Le clip est sorti le soir de la demi-finale, coup de cœur pour le son, enchanté·es par l’image. Black Bones plaque un sourire sur le visage de l’auditeur qui dodeline complaisamment de la tête. Cols roulés, chevelures seventies, couleurs d’un automne suranné… Power-pop en force pour un morceau terriblement entêtant, espiègle à souhait et désinvoltement eurythmique.

La musique pour revendiquer quoi ?

200 millions de téléspectateurs cette année pour la compétition musicale qui prenait place à Tel Aviv. Il s’en est passé des choses : Madonna a chanté faux, les Pays-Bas et leur candidat Duncan Laurence ont gagné, le candidat israélien a pleuré, et des drapeaux palestiniens ont été arborés, ce qui a quelque peu agacé les hôtes de la finale.

Notre bien aimé Bilal Hassani a fini 14ème (les plus chauvins d’entre nous diront qu’on a quand même niqué l’Espagne, l’Allemagne et le Royaume-Uni). Représentant la France, Bilal Hassani a catalysé toute la beauté des identités multiples auprès du grand public, prouvant que les mal nommées « minorités » ne se doivent pas d’être cantonnées à la culture « de niche », mettant à disposition du grand public la chanson au potentiel mainstream d’un jeune français, arabe et gay. Et telle est la force de l’émission, qui reste aussi une plateforme de prise de parole ultra-médiatisée.

Si l’on ne se contente pas seulement de jauger la capacité de notre si beau pays (33,9% des voix exprimées pour le parti de Madame Lepen au second tour des dernières présidentielles, petite info jamais hors-contexte) à se servir de l’émission comme un canal progressiste, on restera sur un bilan amer et toujours hypocrite de l’émission de cette année ; ne serait-ce que sur le choix d’Israël pour accueillir les candidats. Si l’Etat hébreu avait déjà profité de l’édition de 1998 pour envoyer une candidate trans (vainqueuse par ailleurs), si Tel Aviv est surnommée la « Mecque des homos », le pays reste pointé du doigt pour son marketing droit-de-l’hommiste furieux, accusé de pinkwashing.

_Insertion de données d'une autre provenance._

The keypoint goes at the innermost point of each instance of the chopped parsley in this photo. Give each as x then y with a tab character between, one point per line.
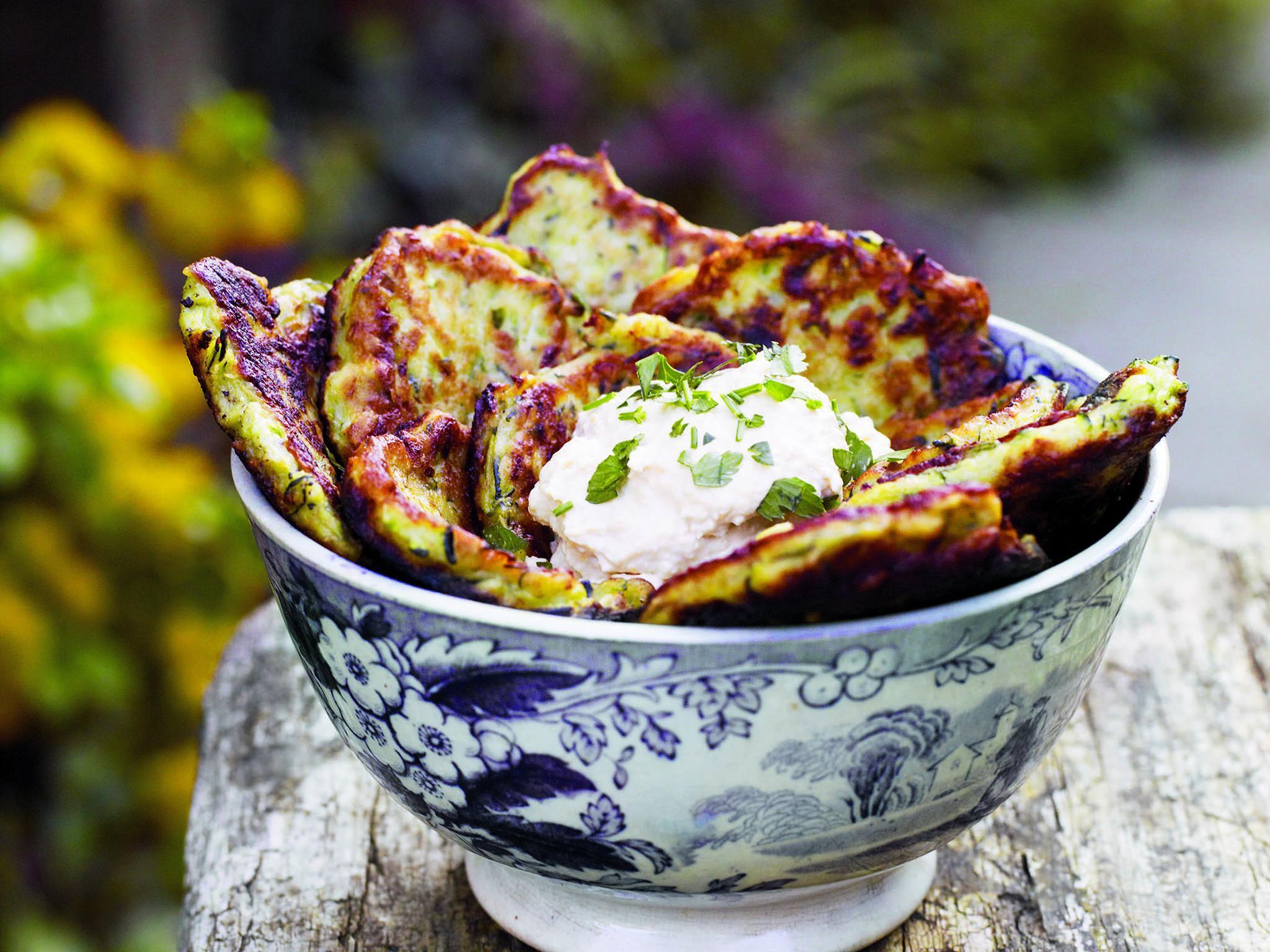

Alors merci au groupe islandais Hatari (électro-punk anarchiste) et aux danseurs de Madonna qui ont eu raison d’arborer ces drapeaux palestiniens, ne serait-ce que pour faire chier les autorités israéliennes. Et merci à Black Bones, et à tous ceux qui donnent à l’Eurovision son côté mythique, indémodable et toujours assez jubilatoire.